Mogwai, 'The Hawk Is Howling' (Matador)

The only seriously epic rock that doesn't take itself too seriously.

Have these once-deafening, instrumental Scots finally returned to the Imax guitar-rock dynamics that made them one of the most egregiously ripped-off underground bands of the past ten years?

Randy Newman, 'Harps and Angels' (Nonesuch)

America's bitterest librettist laces bon mots with razors.

He's still way too fond of show-tune orchestration, and then there's the tossed-off corny stuff, but the orneriness of Newman's now-64-year-old wit makes George Carlin seem like Dane Cook.

Made Out of Babies, 'The Ruiner' (The End)

A Brooklyn zoo of bad/good vibes and guitar strangulation.

With her classic death-rock seethe, singer Julie Christmas is the perfect siren for folks who have lots of playlists labeled "heavy," but Made Out of Babies owe more to '90s noise punk (the Jesus Lizard, Rapeman) than primal metal urges such as Slayer or even Sabbath.

Lykke Li, 'Youth Novels' (LL)

Swedish elf eschews dancing queendom for minimalist throb.

The endlessly quotable single "Little Bit" -- "For you I keep my legs apart / And forget about my tainted heart," the singer coos over spare electro clatter -- is already a viral smash, but much of Li Lykke Timotej Zachrisson's debut is nearly as riveting. Again and again, the approach proves bulletproof: Her voice is mousy, the low end juicy, the melodies sketchy, the choruses huge.

Torche, 'Meanderthal (Hydra Head)

Artful Miami brutes become new queens of the stone age.

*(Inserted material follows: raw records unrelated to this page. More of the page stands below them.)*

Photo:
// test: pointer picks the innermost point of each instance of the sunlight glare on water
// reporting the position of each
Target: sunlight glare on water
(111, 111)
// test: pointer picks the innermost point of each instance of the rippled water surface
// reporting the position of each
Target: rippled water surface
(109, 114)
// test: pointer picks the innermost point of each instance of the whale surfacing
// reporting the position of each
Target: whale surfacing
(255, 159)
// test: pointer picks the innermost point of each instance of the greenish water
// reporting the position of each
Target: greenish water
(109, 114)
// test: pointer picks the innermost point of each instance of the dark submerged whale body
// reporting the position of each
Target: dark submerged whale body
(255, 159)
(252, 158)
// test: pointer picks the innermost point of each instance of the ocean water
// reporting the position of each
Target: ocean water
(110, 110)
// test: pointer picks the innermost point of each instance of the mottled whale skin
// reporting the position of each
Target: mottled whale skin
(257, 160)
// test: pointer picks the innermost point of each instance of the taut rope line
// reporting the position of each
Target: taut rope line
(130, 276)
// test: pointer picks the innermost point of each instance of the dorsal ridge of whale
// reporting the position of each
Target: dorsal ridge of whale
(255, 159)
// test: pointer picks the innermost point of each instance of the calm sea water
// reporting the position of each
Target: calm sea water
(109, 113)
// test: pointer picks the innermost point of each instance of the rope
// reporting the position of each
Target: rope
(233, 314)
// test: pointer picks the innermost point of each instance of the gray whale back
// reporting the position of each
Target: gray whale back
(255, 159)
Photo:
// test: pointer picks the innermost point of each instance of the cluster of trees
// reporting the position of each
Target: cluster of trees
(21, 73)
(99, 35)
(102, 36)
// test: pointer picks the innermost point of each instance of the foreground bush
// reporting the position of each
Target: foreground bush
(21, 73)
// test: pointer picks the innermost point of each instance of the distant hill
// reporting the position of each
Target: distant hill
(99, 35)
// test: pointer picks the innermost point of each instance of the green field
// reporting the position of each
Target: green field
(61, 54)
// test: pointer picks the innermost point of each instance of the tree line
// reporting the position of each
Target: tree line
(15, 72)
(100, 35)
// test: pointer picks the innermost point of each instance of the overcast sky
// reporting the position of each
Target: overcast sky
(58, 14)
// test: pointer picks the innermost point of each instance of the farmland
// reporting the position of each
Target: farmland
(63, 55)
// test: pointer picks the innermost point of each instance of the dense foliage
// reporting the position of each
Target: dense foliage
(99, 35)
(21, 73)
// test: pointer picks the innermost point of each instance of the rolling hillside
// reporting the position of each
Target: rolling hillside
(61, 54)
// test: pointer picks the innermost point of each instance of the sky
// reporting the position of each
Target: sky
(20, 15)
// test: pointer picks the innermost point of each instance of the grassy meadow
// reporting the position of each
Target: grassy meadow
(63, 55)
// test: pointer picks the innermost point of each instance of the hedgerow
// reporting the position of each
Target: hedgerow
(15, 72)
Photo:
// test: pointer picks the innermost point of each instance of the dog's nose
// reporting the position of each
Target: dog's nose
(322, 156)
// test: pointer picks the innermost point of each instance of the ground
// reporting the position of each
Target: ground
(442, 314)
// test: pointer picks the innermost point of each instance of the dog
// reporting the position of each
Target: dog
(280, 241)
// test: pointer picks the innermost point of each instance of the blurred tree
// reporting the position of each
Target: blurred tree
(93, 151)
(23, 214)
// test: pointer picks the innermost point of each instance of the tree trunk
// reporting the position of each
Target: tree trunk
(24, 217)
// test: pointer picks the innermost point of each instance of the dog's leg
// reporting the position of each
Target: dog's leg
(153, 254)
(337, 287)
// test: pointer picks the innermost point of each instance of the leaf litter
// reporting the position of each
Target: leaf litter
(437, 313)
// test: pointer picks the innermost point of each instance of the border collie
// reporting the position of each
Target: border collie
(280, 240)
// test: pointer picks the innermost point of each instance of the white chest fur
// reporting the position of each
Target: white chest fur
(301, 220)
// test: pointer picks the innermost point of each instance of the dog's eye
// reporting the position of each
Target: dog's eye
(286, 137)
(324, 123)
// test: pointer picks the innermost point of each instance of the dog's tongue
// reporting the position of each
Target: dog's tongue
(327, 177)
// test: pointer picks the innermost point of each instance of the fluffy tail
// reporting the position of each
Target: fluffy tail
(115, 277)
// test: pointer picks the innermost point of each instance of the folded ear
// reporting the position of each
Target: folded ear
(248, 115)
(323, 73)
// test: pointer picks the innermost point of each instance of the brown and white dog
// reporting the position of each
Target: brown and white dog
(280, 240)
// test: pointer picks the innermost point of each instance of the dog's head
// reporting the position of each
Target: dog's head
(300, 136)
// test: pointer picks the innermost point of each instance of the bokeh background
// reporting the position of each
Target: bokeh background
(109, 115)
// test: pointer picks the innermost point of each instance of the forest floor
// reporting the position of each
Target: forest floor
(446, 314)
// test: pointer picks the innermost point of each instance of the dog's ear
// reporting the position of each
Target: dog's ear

Maybe it's the bunker-thick wall of sludge, maybe it's the doomy undertow, or maybe it's the hair-farming guitar whiz and gay frontman (peace to Judas Priest), but Torche aren't really a metal band, certainly not the pleasureless Ozzfest kind, not with riffs this gloriously anthemic. "Meanderthal" is guitar pop for those who wish Foo Fighters had a pre-sellout period.

Rose Hill Drive, 'Moon Is the New Earth' (Megaforce)

Have probably heard "Dude, can you play 'Slow Ride'?" a lot.

A power trio as an experiment in Skinner-box songcraft: Tell two brothers and a pal that culture ended in 1973 and then record the results. So you've got meaty hard rock that can jam with Bonnaroo and thrash with Warped. They love their "Trans Am" sans irony (because who doesn't?), which means swing and torque are everything.